The U.S. Food and Drug Administration next week will issue a ban on the sale of fruit and candy flavored electronic cigarettes in convenience stores and gas stations, an agency official said, in a move to counter a surge in teenage use of e-cigarettes.
The ban means only tobacco, mint and menthol flavors can be sold at these outlets, the agency official said, potentially dealing a major blow to Juul Labs Inc, the San Francisco-based market leader in vape devices.
The FDA also will introduce stricter age-verification requirements for online sales of e-cigarettes. The FDA’s planned restrictions, first reported by The Washington Post and confirmed to Reuters by the official, do not apply to vape shops or other specialty retail stores.
There has been mounting pressure for action after preliminary federal data showed teenage use had surged by more than 75 percent since last year, and the FDA has described it as an “epidemic”.
“E-cigs have become an almost ubiquitous ‒ and dangerous ‒ trend among teens,” FDA Commissioner Scott Gottlieb said in September. “The disturbing and accelerating trajectory of use we’re seeing in youth, and the resulting path to addiction, must end.
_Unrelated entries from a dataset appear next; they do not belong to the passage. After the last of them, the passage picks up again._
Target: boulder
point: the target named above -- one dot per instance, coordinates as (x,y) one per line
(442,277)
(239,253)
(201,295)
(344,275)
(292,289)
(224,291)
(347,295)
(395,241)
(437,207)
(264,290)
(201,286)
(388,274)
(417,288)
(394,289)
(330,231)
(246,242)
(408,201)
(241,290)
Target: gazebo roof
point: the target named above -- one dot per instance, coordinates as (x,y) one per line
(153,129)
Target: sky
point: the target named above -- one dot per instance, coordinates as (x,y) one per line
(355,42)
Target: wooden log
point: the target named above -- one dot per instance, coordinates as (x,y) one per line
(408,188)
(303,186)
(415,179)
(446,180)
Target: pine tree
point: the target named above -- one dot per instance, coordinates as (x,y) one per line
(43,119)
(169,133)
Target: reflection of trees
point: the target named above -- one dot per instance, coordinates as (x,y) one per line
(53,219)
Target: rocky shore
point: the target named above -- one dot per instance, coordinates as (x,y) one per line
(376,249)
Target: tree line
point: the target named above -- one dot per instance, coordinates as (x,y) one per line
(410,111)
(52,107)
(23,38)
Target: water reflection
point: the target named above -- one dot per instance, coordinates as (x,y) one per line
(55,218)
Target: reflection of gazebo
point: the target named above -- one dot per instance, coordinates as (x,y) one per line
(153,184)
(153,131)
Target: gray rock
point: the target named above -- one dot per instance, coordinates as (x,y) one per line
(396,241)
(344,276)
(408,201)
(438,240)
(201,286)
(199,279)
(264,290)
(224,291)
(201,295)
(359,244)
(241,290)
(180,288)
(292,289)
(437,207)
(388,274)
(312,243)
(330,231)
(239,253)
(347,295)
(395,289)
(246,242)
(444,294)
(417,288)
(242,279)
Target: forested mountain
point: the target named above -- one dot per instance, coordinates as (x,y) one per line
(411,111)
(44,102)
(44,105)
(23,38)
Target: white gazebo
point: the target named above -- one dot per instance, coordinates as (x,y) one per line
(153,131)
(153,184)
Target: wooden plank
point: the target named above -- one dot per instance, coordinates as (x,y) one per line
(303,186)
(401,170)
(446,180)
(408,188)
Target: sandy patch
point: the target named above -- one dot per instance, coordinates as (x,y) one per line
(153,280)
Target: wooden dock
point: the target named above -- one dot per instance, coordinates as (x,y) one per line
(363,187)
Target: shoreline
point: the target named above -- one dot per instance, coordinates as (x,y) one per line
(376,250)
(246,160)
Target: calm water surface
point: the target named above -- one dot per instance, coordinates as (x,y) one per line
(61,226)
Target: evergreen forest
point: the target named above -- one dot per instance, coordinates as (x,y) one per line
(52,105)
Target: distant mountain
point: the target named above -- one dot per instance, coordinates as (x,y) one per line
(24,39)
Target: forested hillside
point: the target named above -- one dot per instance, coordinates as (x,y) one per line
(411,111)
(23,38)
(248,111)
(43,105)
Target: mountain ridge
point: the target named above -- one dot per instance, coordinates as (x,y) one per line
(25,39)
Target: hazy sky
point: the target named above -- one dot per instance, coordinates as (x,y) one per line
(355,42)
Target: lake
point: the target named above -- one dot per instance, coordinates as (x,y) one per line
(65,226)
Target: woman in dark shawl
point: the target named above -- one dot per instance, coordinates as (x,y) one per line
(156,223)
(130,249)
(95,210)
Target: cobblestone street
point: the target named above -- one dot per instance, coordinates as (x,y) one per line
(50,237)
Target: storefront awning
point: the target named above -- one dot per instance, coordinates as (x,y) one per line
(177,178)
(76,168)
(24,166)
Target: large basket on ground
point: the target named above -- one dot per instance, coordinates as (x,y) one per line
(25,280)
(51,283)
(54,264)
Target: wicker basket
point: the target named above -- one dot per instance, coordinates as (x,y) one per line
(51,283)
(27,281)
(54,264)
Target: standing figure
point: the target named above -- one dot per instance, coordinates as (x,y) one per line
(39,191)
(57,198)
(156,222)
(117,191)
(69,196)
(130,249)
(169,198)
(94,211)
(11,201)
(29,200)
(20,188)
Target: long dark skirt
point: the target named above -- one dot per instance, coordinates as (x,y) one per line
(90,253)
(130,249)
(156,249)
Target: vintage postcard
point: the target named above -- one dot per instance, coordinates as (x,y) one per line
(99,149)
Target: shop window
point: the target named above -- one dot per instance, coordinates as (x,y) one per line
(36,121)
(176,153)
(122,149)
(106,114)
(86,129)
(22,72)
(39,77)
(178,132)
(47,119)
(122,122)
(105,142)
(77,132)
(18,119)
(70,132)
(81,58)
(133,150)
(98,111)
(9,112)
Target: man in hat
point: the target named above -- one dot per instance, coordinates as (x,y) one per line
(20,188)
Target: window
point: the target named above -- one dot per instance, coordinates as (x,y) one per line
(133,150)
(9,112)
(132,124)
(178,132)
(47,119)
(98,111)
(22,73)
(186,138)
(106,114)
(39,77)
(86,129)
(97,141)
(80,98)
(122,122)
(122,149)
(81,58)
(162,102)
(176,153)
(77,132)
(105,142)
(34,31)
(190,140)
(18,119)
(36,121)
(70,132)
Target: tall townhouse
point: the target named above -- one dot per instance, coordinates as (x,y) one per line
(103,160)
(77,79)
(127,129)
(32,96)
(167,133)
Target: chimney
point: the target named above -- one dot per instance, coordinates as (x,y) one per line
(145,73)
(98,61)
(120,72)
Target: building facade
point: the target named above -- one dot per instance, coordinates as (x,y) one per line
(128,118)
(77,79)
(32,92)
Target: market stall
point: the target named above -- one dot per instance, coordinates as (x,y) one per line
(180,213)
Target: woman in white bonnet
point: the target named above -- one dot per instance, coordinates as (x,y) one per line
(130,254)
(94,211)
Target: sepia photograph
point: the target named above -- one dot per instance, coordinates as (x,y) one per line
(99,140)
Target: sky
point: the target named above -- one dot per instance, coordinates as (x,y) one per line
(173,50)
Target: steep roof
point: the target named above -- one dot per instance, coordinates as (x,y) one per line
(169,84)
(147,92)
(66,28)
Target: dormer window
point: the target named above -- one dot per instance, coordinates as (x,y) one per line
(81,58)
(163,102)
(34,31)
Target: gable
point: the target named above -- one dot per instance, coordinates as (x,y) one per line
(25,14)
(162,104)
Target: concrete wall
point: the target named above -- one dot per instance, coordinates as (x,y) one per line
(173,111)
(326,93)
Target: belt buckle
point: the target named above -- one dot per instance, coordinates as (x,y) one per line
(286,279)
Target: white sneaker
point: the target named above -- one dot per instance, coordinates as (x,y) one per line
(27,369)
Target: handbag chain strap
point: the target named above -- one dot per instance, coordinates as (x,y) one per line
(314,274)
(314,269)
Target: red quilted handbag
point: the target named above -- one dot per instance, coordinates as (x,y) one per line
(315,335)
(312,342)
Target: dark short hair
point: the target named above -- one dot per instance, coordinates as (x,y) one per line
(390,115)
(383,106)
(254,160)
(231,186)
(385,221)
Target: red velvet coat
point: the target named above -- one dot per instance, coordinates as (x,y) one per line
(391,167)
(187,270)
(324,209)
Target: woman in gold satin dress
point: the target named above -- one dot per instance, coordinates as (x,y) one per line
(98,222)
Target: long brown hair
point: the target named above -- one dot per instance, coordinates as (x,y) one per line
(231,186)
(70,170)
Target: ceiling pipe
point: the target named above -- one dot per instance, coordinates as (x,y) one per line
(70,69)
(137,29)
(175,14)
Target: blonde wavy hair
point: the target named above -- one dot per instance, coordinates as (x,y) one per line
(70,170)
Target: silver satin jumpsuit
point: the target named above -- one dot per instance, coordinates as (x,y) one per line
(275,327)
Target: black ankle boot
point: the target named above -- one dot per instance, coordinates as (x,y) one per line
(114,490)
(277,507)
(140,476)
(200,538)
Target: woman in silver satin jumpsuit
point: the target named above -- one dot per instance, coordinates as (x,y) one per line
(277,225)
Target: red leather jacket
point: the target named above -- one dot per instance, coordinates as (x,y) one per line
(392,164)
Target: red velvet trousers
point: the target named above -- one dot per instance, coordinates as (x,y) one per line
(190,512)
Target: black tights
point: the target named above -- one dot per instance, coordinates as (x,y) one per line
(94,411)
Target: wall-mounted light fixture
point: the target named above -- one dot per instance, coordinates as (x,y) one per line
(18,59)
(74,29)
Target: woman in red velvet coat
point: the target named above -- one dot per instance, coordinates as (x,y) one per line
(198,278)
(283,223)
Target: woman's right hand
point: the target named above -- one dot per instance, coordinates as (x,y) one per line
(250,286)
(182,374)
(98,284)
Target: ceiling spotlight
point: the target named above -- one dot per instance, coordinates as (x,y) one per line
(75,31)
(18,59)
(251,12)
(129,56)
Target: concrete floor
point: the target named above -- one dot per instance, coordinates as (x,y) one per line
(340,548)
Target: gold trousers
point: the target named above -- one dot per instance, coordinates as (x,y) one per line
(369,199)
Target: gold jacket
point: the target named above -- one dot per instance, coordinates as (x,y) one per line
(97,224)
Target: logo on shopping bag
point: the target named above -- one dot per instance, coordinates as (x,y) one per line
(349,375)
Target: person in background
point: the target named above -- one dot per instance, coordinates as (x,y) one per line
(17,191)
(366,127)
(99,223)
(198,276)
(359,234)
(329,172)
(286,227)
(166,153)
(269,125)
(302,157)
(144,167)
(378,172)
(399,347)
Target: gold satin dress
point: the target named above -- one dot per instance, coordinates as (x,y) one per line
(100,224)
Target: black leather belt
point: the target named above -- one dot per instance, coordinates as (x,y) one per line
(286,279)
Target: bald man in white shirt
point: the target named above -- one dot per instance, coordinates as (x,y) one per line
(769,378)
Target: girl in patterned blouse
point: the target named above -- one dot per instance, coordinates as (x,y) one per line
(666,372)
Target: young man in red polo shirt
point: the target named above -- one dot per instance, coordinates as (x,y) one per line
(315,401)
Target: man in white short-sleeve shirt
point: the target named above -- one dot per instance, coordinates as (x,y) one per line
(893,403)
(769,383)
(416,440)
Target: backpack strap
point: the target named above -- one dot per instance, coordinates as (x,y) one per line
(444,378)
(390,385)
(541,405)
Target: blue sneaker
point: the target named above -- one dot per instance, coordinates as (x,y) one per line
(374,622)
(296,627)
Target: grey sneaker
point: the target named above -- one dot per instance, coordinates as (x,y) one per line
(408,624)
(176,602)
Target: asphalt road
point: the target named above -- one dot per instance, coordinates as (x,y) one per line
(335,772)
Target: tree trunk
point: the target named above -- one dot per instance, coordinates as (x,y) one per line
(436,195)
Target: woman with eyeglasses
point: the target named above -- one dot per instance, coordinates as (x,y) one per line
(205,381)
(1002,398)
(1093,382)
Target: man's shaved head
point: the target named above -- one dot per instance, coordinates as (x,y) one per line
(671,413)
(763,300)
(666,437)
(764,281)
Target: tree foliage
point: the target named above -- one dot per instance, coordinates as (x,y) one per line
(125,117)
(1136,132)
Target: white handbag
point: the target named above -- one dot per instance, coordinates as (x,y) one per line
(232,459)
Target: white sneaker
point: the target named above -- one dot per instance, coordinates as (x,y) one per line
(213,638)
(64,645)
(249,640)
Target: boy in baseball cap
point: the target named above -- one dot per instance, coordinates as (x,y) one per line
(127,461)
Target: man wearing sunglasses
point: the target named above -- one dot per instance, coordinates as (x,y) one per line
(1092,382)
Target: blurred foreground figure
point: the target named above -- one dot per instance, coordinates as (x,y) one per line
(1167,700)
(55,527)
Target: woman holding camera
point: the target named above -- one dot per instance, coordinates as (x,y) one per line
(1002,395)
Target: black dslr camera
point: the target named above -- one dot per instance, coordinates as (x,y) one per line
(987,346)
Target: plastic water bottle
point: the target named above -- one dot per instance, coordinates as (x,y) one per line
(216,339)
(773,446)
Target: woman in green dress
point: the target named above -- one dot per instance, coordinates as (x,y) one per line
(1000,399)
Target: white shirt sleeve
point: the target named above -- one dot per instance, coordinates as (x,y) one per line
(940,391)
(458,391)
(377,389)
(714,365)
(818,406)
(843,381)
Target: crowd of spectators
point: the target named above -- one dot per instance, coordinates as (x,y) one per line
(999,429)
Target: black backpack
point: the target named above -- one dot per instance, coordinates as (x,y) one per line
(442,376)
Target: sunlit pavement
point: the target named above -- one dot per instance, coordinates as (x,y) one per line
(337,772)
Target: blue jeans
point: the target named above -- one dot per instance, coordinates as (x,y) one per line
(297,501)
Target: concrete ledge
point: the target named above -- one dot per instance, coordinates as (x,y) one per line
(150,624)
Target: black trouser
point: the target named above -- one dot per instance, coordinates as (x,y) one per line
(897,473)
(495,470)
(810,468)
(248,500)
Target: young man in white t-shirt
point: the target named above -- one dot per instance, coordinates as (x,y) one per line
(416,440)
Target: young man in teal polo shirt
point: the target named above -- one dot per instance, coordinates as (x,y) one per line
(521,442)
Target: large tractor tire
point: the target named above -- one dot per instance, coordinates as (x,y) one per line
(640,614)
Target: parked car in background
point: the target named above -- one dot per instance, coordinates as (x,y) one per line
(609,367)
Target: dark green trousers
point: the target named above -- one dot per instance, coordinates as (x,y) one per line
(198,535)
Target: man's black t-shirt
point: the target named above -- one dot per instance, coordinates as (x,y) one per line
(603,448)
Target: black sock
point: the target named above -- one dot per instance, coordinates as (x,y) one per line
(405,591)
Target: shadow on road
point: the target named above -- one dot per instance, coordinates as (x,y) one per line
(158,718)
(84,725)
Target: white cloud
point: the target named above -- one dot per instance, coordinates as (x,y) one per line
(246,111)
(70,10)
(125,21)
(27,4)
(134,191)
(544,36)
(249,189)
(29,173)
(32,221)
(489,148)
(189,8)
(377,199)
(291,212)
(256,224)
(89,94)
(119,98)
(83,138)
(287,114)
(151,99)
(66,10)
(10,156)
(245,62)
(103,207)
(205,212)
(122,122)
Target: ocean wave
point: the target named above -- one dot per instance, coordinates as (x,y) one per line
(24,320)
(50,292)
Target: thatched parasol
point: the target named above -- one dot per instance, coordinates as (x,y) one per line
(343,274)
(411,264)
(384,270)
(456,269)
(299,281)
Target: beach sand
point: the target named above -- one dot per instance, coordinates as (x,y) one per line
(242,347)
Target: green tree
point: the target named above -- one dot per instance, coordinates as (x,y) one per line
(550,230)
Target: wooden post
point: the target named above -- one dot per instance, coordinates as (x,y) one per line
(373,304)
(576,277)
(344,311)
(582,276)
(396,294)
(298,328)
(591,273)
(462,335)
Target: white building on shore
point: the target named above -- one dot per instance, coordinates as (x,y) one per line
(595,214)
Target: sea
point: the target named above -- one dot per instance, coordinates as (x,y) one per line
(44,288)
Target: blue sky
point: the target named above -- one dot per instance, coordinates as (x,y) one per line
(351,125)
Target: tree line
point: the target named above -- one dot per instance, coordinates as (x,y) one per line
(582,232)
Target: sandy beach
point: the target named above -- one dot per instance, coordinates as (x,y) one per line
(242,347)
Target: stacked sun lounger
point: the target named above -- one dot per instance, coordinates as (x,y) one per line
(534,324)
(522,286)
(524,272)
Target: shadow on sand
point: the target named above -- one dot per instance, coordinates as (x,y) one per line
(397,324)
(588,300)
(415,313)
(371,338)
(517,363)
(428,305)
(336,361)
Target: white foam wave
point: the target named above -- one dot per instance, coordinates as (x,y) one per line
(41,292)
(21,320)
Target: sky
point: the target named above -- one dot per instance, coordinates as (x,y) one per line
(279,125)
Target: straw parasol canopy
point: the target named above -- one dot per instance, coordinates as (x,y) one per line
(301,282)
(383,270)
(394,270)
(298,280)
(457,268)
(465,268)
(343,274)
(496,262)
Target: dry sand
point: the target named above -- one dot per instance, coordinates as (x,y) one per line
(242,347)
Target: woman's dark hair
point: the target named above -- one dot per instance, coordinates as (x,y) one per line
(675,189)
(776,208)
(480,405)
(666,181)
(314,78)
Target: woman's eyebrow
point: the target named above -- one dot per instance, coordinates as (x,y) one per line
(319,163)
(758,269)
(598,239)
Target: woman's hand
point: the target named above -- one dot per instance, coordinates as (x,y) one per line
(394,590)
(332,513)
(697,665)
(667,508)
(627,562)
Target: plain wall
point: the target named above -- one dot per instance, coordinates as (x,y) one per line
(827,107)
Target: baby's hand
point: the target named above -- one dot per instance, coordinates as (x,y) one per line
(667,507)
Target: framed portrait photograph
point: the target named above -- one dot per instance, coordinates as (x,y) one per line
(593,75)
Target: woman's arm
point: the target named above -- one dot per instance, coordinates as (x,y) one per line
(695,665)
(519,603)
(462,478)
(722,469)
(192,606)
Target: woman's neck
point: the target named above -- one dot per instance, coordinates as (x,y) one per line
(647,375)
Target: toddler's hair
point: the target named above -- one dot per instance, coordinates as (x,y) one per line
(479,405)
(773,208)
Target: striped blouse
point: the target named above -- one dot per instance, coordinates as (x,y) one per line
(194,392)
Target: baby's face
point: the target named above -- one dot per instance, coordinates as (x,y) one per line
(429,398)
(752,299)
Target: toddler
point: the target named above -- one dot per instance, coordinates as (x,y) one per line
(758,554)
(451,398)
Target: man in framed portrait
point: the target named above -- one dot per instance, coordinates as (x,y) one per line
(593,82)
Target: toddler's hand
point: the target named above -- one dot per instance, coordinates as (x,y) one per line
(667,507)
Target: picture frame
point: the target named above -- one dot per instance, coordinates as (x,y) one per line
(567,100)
It’s simply not tolerable.”
That growth has coincided with the rise of Juul, whose sales of vaping devices grew from 2.2 million in 2016 to 16.2 million devices last year, according to the U.S. Centers for Disease Control and Prevention.
The agency threatened in September to ban Juul and four other leading e-cigarette products unless their makers took steps to prevent use by minors. The FDA gave Juul and four big tobacco companies 60 days to submit plans to curb underage use, a compliance period that is now ending.
The planned restrictions on flavors in convenience stores are likely to have the biggest impact on Juul, which sells nicotine liquid pods in flavors such as mango, mint, fruit and creme, previously called creme brulee.
The only other e-cigarette competitors sold at convenience stores are those marketed primarily by tobacco companies such as Altria Group Inc, British American Tobacco Plc, Imperial Brands Plc and Japan Tobacco Inc.
Those products, sold under the MarkTen, blu, Vuse and Logic brands, have lost market share as Juul has risen to prominence over the last year, growing from 13.6 percent of the U.S. e-cigarette market in early 2017 to nearly 75 percent now, according to a Wells Fargo analysis of Nielsen retail data.